There is only one word to describe the “falling man” billboards for the season premiere of “Mad Men” posted around lower Manhattan: inexcusable. Actually there’s a few more: unconscionable, insensitive, dumb, misguided, irresponsible, reckless, careless, hurtful, offensive and despicable.

One of the billboards stands tall on top of a building at 7th Avenue and 30th Street. The canvas is essentially blank save for a man in a suit falling head first through the air. The positioning of this billboard gives the appearance of a man falling from a nearby building from the top floors.

Millions of us will never forget the photos of people jumping from the burning towers on Sept. 11. Many of us in town that day watched in disbelief as it happened.
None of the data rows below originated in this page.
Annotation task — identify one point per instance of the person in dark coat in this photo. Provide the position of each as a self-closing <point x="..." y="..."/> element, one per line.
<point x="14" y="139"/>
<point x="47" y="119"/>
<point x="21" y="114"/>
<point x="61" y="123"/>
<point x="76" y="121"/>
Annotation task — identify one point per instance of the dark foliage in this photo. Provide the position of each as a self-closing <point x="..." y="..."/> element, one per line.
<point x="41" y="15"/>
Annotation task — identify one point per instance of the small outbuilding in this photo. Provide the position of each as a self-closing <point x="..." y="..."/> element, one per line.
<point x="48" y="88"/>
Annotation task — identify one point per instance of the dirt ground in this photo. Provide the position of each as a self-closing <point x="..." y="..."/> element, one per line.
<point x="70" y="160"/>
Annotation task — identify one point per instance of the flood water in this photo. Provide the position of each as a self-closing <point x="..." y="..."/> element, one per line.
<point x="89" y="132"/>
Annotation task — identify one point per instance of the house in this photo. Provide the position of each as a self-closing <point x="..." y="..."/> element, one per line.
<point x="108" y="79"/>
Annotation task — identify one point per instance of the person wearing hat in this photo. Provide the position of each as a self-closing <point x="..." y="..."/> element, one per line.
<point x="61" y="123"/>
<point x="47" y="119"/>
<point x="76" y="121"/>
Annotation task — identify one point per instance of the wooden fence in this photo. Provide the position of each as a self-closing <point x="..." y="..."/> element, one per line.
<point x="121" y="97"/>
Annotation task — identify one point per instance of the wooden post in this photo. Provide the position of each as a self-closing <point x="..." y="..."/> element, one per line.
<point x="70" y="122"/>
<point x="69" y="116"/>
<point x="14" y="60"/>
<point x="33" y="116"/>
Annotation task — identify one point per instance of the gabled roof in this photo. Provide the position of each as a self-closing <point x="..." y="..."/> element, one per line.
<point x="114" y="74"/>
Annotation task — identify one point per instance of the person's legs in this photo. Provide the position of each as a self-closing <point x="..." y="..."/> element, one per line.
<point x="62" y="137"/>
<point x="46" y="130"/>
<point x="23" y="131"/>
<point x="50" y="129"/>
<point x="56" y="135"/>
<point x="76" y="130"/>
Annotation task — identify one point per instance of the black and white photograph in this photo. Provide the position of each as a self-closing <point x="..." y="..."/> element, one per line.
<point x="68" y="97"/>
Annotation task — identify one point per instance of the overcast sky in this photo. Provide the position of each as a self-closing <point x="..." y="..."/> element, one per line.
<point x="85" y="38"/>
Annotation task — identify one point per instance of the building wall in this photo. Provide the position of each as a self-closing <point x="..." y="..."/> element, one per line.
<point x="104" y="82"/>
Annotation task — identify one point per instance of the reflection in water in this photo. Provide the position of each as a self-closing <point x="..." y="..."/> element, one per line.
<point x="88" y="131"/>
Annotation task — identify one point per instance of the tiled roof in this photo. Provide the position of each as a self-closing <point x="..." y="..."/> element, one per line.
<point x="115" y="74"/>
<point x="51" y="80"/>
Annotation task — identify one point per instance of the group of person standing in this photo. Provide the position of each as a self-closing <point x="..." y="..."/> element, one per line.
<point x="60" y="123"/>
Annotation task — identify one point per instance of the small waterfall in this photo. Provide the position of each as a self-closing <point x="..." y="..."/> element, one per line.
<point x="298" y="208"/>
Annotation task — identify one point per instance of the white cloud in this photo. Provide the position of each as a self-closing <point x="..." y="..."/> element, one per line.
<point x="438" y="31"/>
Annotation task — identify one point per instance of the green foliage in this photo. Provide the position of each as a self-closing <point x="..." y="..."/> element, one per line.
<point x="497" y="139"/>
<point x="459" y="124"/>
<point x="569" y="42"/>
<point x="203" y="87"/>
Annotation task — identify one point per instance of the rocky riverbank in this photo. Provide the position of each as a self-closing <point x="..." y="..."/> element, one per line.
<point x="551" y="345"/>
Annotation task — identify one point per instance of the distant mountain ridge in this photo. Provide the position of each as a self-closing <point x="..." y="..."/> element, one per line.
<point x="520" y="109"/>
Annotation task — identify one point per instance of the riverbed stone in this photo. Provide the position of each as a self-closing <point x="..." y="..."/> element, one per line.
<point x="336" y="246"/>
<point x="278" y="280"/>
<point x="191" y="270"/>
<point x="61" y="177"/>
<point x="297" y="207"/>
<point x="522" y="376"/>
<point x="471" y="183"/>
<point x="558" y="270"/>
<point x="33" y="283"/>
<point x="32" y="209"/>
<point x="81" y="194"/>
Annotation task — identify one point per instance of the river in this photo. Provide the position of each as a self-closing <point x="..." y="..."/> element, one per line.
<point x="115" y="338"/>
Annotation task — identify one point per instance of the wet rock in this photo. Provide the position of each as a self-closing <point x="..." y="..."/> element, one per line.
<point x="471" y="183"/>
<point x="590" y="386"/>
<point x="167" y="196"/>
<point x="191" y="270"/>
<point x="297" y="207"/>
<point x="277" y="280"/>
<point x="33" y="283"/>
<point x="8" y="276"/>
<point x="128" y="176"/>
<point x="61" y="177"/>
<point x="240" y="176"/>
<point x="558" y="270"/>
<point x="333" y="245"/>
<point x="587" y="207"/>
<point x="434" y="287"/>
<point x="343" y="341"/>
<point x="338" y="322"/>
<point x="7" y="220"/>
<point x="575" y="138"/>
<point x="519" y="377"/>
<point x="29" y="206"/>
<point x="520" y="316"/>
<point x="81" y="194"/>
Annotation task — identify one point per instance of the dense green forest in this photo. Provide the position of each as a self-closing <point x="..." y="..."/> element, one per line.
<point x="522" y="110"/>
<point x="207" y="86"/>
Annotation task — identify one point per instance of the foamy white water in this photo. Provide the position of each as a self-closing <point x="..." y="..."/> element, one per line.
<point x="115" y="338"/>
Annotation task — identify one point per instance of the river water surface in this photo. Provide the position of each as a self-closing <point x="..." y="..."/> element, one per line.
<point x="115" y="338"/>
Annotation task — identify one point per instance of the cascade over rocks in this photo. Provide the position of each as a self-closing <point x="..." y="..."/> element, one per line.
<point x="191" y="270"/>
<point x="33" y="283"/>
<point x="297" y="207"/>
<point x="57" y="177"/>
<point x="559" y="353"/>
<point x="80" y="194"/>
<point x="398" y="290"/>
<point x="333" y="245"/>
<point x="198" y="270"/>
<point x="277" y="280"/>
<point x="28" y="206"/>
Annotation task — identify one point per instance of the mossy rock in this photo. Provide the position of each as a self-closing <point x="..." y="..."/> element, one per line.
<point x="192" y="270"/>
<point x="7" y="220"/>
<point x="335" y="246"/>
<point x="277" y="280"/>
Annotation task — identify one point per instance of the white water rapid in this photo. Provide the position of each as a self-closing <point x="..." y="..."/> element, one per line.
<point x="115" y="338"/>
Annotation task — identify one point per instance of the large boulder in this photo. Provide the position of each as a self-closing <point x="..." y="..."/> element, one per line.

A man and a woman holding hands, ties and skirts flapping in the wind, helpless, innocent people doing the unimaginable, their only escape from the jet-fueled inferno. But in particular there is one image, a photo of a man dressed in a suit falling, head first past the soaring tower that is seared in our minds and came to depict the shock of that day. There are many words to describe this “falling man”: horror, desperation, disbelief, senseless, unimaginable, innocence, family, death.

I can see the creators of these ads sniggering now. Gathering in offices to celebrate. Clinking their glasses together in celebration. Their plan had worked. The ads placed in lower Manhattan and near Ground Zero had delivered a wealth of press for the show.

The ad creators and the network, AMC, got their wish. My only wish is that people will boycott the show and shut it down.